Clinical application in patient triage

LiAIDS has showcased diagnostic capabilities in both retrospective and prospective settings. Moreover, during the inference phase, LiAIDS, on average, took 128 seconds to deliver a diagnosis upon receiving the CT images. This incorporated lesion detection, segmentation, and classification, all performed on a single workstation. This promising outcome inspired us to carry out a further study to investigate the potential utility of LiAIDS in patient triage. As demonstrated in Fig. 7a, we collected data from 13,192 consecutive patients enrolled between May 1st, 2022 and August 31th, 2022 at SRRSH. In this investigation, LiAIDS automatically categorized 76.46% of the total patients as low risk (those with no lesions or definitive benign lesions), with the remaining 23.54% classified as high risk (those with definitive malignant lesions or indeterminate lesions). Upon a retrospective analysis of all cases by medical physicians, LiAIDS achieved a Negative Predictive Value (NPV) of 99.0% and a Positive Predictive Value (PPV) of 28.67%. Essentially, LiAIDS identified 76.46% of the patients as negative, with 99% of those predicted negative cases confirmed as true negatives. While there is no specific report on the current standard of care, a recent study on 214 patients22 that concentrated on identifying malignancy in FLLs found that standard ultrasound had an NPV of 78% and a PPV of 60%. In contrast, CT scans yielded an NPV of 86% and a PPV of 81%, and MRI provided an NPV of 91% and a PPV of 68%. We must underscore that our goal is to reduce radiologists’ workload by minimizing the number of cases they need to review, not to replace them with LiAIDS for diagnostic purposes. As such, a lower PPV is not a major concern in this context. The triage process using LiAIDS can decrease radiologists’ workload by 76.46%, while resulting in less than 1% false negative cases.

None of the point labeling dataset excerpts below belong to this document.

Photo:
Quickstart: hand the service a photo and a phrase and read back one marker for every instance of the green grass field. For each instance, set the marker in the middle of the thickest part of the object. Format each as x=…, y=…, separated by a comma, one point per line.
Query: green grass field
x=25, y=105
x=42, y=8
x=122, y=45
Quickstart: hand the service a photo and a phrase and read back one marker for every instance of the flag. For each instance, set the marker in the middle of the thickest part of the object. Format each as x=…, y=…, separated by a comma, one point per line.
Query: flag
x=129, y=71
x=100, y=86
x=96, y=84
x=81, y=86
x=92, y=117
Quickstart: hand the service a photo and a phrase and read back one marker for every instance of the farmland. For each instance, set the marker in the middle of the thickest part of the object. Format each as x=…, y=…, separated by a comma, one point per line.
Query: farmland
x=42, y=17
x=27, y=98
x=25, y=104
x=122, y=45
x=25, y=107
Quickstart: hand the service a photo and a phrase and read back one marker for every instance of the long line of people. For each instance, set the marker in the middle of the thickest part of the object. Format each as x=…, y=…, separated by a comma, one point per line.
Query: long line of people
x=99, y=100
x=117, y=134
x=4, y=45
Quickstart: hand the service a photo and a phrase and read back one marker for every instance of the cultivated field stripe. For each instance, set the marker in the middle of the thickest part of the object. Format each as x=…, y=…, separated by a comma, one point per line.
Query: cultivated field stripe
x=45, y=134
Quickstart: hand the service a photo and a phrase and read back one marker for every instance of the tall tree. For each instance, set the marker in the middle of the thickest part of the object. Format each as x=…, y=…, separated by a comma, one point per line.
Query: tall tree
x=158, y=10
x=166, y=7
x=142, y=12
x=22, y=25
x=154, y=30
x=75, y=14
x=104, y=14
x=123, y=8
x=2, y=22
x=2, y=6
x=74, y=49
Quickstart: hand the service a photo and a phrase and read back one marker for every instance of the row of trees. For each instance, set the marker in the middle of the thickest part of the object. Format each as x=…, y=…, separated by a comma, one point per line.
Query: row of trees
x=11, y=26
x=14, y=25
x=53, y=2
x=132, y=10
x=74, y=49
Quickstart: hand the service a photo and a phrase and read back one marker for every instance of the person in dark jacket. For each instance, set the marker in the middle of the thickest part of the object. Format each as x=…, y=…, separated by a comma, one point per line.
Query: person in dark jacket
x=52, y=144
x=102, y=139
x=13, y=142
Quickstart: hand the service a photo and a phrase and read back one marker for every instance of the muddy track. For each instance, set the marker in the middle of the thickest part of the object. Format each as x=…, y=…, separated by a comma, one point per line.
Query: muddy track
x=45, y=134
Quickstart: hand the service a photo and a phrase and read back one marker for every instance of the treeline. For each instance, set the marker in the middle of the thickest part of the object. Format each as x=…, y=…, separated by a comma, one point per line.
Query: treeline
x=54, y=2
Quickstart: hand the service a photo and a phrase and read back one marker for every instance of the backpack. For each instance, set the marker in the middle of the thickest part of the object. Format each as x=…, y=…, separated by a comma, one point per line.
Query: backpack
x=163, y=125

Fig. 7: Clinical Applications.
figure 7

a Example of patient triage performed in Sir Run Run Shaw Hospital (SRRSH); b Distributions of lesion size and lesion numbers in each lesion type across all patients in patient triage. Source data are provided as a Source Data file (Source_data_Figure_7.xlsx).

Furthermore, a non-inferiority trial of 183 pathologically confirmed patients showed no significant difference between LiAIDS and radiologists in the binary classification (Accuracy: LiAIDS 0.962, radiologists 0.973, p = 1.52).For the seven-category classification, there were no significant differences between LiAIDS and radiologists for all types (p > 0.5) except ICC. For ICC, LiAIDS performed statistically better than radiologists (Accuracy: LiAIDS 0.879, radiologists 0.758, p < 0.05). These results demonstrated that LiAIDS has comparable or even better diagnostic performance than radiologists and can reduce the time and manual effort incurred by traditional diagnostic workflows. Figure 7b further depicted the distribution of lesion sizes and the distribution of lesion numbers for each type across all patients. In the non-inferiority study, the average lesion volume for patients with only benign lesions was 104.13 ± 177.73 cm3, with the majority of lesions being HC (46.68 ± 234.69 cm3) and/or HH (126.78 ± 432.25 cm3). On the other hand, the mean lesion volume for patients with malignant lesions was 67.34 ± 160.48cm3, with most lesions being HM (15.38 ± 77.70 cm3) or HCC (112.23 ± 226.68 cm3). The average number of lesions for patients with only benign lesions was 7.25 ± 8.26, while for patients with malignant lesions, it was 5.98 ± 7.9. The p-values for both lesion size and number were less than 0.001 between these two groups, indicating statistically significant differences. It is noteworthy that the 183 pathologically confirmed patients who took part in our non-inferiority study exceeded our initial sample size calculation for the trial. This estimation, based on a non-inferiority margin (delta, δ) of 0.1, a significance level (alpha, α) of 0.05, a power (1-beta, 1-β) of 0.8, and an expected efficacy accuracy of 0.92, had anticipated a need for 173 participants. Therefore, our study was adequately powered as the actual number of recruited participants surpassed the calculated necessity.

Discussion

In this study, a fully automated liver lesion detection and diagnosis system known as LiAIDS was developed, which consisted of three deep learning models for lesion detection, liver segmentation, and lesion classification, respectively. The system was trained and validated using contrast-enhanced CT scans and clinical information from 12,610 patients enrolled in 18 hospitals. LiAIDS has demonstrated strong robustness and generalization ability both retrospectively and prospectively.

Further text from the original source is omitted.